二人は別室に通された。静かな部屋には机やソファなどの基本的な家具と装飾品以外置かれておらず、質素な雰囲気だった。
「南美からしたら、最悪だよな」
シャツごしに背中を擦る。ふわふわとした髪が手や腕に触った。
「ほんま、最悪や」
情けない声で呟きながらヱマを抱きしめる。長官としての彼女と今の彼女は別人だ、そう何度も自分に言い聞かせた。
「……俺のことは」
「愛しとうよ」
囁くようなその言葉はいつもの口調とは違っていた。だが同時に幼少期に戻っているような声音をしていた。
今までは「愛しとる」という言い方しかしてこなかった。然し彼の出身地である神戸の方言では語尾を「とう」とする場合が多い。

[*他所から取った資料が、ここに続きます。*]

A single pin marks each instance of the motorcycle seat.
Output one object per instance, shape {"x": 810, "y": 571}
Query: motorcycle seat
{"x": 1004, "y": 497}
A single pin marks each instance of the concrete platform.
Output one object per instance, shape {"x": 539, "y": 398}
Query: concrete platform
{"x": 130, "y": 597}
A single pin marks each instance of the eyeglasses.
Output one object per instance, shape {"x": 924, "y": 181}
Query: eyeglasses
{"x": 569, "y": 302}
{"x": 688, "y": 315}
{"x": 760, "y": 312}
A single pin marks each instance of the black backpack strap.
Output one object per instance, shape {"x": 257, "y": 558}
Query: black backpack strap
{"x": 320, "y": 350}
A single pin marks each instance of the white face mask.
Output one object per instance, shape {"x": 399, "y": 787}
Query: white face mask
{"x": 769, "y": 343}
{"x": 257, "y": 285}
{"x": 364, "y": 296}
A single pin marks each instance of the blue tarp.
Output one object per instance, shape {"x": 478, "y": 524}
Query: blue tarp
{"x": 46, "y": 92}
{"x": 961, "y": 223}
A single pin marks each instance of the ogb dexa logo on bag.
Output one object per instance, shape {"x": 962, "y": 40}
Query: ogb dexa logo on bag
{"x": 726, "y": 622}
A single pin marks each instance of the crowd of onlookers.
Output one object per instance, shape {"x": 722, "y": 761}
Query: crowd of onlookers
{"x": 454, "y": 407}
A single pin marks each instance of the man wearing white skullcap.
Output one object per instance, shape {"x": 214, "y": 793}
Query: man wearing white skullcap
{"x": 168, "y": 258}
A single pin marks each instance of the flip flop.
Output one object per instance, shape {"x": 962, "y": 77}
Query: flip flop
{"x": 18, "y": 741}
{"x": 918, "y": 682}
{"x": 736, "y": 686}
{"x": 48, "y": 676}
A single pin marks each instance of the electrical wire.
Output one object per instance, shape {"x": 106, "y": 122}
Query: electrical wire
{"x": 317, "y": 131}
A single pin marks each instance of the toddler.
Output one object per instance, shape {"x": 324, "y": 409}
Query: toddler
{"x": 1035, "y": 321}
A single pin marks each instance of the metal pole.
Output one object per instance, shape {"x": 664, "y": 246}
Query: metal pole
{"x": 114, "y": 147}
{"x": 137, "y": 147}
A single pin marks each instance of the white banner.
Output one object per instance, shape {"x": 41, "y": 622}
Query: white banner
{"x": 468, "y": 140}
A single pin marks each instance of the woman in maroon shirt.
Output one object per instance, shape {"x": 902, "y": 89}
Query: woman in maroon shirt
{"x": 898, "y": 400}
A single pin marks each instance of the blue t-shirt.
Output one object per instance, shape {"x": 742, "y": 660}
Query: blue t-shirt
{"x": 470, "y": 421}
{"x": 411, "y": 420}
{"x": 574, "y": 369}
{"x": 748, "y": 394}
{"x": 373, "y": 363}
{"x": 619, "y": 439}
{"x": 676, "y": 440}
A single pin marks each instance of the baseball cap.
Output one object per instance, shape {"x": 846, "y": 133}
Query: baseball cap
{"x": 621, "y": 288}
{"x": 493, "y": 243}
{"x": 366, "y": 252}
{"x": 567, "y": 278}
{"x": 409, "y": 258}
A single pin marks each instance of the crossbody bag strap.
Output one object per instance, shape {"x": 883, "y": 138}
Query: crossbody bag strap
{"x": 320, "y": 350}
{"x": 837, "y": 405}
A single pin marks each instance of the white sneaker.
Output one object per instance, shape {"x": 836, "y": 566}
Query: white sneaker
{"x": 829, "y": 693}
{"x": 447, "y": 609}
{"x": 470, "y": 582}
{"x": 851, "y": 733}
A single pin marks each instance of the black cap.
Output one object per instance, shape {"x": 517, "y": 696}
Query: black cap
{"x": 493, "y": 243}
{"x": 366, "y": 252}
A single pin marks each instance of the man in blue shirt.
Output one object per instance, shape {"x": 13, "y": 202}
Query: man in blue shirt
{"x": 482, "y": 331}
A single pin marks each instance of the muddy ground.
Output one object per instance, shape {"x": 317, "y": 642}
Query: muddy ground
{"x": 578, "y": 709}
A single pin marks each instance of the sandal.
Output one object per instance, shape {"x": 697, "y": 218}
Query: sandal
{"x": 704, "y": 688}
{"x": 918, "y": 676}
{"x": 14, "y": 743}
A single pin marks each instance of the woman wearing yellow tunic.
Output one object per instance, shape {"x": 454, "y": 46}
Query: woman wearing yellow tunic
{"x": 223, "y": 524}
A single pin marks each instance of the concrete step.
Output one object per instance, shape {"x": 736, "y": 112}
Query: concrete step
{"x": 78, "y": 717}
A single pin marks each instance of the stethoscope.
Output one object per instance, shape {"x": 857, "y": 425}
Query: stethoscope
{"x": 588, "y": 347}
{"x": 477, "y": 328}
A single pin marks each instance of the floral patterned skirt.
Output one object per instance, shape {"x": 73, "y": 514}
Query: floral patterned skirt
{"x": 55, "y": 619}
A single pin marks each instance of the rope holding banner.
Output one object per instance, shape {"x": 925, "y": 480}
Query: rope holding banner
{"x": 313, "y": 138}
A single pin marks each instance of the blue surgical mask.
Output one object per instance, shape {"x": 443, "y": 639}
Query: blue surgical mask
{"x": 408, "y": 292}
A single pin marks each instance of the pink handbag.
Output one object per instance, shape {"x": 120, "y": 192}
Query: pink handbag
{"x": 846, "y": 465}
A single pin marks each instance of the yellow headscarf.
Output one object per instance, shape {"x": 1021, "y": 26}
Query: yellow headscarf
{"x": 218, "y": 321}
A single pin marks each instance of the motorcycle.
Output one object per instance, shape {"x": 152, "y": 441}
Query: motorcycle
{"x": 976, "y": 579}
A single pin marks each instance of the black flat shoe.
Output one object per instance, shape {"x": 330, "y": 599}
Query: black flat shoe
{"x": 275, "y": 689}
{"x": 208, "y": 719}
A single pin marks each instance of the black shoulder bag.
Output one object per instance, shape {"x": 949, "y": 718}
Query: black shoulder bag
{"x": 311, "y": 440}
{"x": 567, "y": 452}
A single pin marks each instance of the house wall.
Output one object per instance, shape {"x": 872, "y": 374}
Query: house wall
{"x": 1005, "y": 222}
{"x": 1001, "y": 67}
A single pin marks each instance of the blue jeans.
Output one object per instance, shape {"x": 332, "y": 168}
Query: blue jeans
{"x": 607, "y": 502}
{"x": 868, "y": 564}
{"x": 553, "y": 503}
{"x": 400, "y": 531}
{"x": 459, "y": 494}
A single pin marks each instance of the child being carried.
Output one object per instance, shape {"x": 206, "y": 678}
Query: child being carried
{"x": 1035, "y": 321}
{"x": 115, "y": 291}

イントネーションの強さはずっと神戸に近かったが、ここに来てやっと完全に全ての仮面を脱ぎ捨てたのだろう、南美は弱々しくヱマに話しかけた。
「ヱマ、俺眠いわ……」
背中を擦る。
「疲れたよな。ソファで寝よう」
そのまま軽く背中を叩いた。先にヱマが座り、膝に頭を預ける形で横になった。
「義体男、確保できたのにな」
ふっと息を吐く。南美の頭を撫でつつ自分も眼を閉じた。